Despite broad agreement on the need to deal with the global drug problem, there are deep divisions among the 193 U.N. member states, with some favoring a shift towards decriminalization and a greater focus on reducing the harm caused both by narcotics abuse and the war on drugs.

A number of Latin American leaders say the aggressive war on drugs has failed, having killed or destroyed thousands of lives worldwide. They say there is an irreversible trend towards legalizing “soft drugs” such as marijuana.

Emphasizing that point, Mexican President Enrique Pena Nieto told the gathering his country would soon increase the amount of marijuana Mexicans are allowed for personal use and legalize marijuana for medical purposes.

“We should be flexible to change that which has not yielded results, the paradigm based essentially in prohibitionism, the so-called ‘War on Drugs’ ... (which) has not been able to limit production, trafficking nor the global consumption of drugs,” he said.

This week’s special U.N. session was called by Mexico, Guatemala and Colombia.

But some major powers like Russia, delegates say, remain wary of the trend towards legalization and frown upon moves by U.S. states to regulate access to marijuana.

Guatemalan President Jimmy Morales said “one of the most important changes that the current drug policy needs is that we give priority to demand reduction rather than focusing solely on supply reduction.”

No major decisions are expected this week. But European and Latin American delegations and activists hope this week’s special U.N. session taking stock of what many describe as the failed war on drugs can contribute to pushing the world a few steps closer towards a more liberal drug strategy that puts human rights and public health, not repression, at the center.

“Evidence shows that prohibitionist approaches have not worked: from 1998 to 2008 the number of people using illicit drugs did not change significantly and neither did the area used for opium poppy cultivation,” U.N. Assistant Secretary-General Magdy Martinez-Soliman wrote in the Guardian newspaper.

“Conventional policies have failed in reducing addiction and production,” he said.

The General Assembly adopted a declaration on Tuesday that activists supporting more liberal drug laws found disappointing.

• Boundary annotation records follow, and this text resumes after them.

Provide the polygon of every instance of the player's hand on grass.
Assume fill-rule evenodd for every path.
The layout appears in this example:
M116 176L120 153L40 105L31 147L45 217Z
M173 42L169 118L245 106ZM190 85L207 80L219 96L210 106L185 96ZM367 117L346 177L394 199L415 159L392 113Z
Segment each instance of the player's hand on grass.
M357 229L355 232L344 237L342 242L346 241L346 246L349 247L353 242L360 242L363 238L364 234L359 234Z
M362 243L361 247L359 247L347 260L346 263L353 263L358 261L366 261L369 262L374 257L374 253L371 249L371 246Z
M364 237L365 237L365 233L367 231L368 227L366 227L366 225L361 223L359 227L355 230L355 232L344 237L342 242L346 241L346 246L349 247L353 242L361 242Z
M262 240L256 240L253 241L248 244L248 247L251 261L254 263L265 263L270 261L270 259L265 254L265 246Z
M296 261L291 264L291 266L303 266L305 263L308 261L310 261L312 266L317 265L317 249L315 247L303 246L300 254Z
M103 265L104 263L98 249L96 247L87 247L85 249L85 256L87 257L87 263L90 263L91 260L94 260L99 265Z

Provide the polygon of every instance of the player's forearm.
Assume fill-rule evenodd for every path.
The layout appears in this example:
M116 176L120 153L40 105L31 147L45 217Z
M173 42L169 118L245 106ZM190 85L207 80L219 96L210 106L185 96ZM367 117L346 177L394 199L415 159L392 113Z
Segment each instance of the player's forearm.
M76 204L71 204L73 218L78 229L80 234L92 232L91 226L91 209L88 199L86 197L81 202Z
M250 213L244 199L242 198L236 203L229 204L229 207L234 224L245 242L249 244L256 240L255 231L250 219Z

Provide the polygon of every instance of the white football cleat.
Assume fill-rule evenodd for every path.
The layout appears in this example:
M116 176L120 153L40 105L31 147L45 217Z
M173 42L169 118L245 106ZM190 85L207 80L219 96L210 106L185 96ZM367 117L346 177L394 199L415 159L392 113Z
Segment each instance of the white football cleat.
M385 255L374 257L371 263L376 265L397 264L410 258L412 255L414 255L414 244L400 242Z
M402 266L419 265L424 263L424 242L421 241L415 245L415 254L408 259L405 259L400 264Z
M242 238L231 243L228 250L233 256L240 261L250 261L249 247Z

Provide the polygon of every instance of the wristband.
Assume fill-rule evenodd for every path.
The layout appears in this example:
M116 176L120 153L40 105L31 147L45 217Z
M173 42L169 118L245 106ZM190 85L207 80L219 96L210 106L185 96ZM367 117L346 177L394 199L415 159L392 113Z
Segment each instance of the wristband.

They said it focused on the traditional approach of cutting off supply, not reducing the harm caused by narcotics and protecting human rights.

The Global Commission on Drug Policy, a non-governmental group that includes prominent personalities like billionaire philanthropist Richard Branson and former U.S. Secretary of State George Shultz, criticized the U.N. declaration as “long on rhetoric but short on substance.”

Colombian President Juan Manuel Santos, also writing in the Guardian, said “the time has come for the world to transit into a different approach in its drug policy.”

“This is not a call for legalization of drugs,” said Santos, one of the most vocal critics of the criminalization of drug use and the heavy-handed tactics of the war on drugs. “It is a call for recognition that between total war and legalization there exists a broad range of options worth exploring.”

He called for ending the death penalty for drug offenses, and non-prison rehabilitation for drug abusers.

A report by the medical journal the Lancet and Johns Hopkins University said last month that the examples of Portugal and the Czech Republic had shown that decriminalizing non-violent offenses produced compelling health benefits.

The report’s authors called instead for an evidence-based approach, focused on reducing harm by minimizing both the violence associated with drugs and the health risks, such as the transmission of HIV and hepatitis through shared needles.